Unified 2 STL Pack #
Cloud Storage Note: Extract to a folder that is NOT in a “cloud” storage folder. Many users have reported issues using the firmware when the folder is in a cloud storage folder.
Using the Firmware #
Things to read BEFORE Starting #
File Locations #
Many users have been having issues due to odd folder setups on their computers. If you do not follow the below advice the firmware may have issues compiling.
- Do NOT put the firmware folder in a cloud storage folder (OneDrive, Google Drive, Dropbox, etc.)
- Do NOT use weird folder names (aka ones with anything other than letters and numbers)
- Do NOT use very deep paths. We work out of a folder on our main drive with a subfolder for the printer we are working on. Example: C:\Printer Firmware\TimsEnder3\
Marlin Auto Build #
Our firmware does NOT use Marlin Auto Build. Do not use Marlin Auto Build with our firmware. Use the directions below instead.
Video Guide #
We now have a video guide you can follow as well.
Opening the firmware in Visual Studio Code #
Once the files are extracted you will need to open the folder in Visual Studio Code. You must open the folder named Firmware and not any other one. Failure to open the firmware at the correct folder level will result in it not working.
First time using our firmware or having issues? Watch our video that is intended to clear up common mistakes people make when opening and using the firmware here: Unified 2 VSCode Tips for Noobs | EZTip #8 – YouTube
Once the folder is opened, you will expand the Marlin folder on the left and side and then double click on the file called “Configuration.h”. This file is where you will set up the firmware for your specific printer.
Editing The Configuration.h File #
In the configuration.h file there are printer models you can uncomment to tell the firmware what machine you are setting it up for. Uncomment means removing the // in front of a setting and you will be left with #define XXXXXX if an option is enabled.
There are many other options in the firmware for setting up upgrades, tuning, and other features. Read through the files configuration section to see all the features we’ve put in the firmware for you.
We have an article here with more details about the use of the configuration.h file.

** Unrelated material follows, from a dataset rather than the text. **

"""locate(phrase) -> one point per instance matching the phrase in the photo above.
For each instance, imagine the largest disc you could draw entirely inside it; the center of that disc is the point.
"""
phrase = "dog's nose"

Testing the Firmware Settings #
Once you have all the options you want and your printer model setting uncommented now it’s time to make sure it compiles with no issues. To do that just click the ✓ at the bottom-left of Visual Studio Code and it will build the firmware.
If the build succeeds it is ready for you to upload to your printer. You will know if it was successfully built because it will show a SUCCESS in green at the bottom of the window in Visual Studio Code.
Flashing the Firmware #
Upload the firmware to your board (USB Cable Method) #
Now that we have the firmware tested we can upload it to your printer. Your particular printer uses a USB cable to upload it to the printer board. Make sure you close out ALL slicers and any other programs that you may have open that could connect to your printer’s COM port. Once the printer is connected you can upload the firmware to the board by clicking the right-pointing arrow in the bottom-left-hand corner of Visual Studio Code.
The firmware will now be uploaded to your printer board. It will display a success message as we saw in the test compile step above when it is done flashing. This typically takes about 30-60 seconds depending on the speed of your computer and/or control board.
DO NOT UNPLUG THE PRINTER OR RESET YOUR COMPUTER. Interrupting the flashing can “brick” your board and if this happens you will need to reflash the bootloader with a programmer (like an Arduino UNO) before you can flash again.
When the printer boots you may see the TH3D logo on your LCD, printers with older 8-bit boards or low-end CPUs may not show a TH3D logo but all will show a Marlin screen with TH3D Studio showing on the version information.
Reset your EEPROM! #
Make sure to reset your EEPROM on your printer after flashing any firmware. You can do this from your printer LCD by going to Configuration -> Reset EEPROM or by sending an M502 followed by M500 with your favorite Gcode sender application.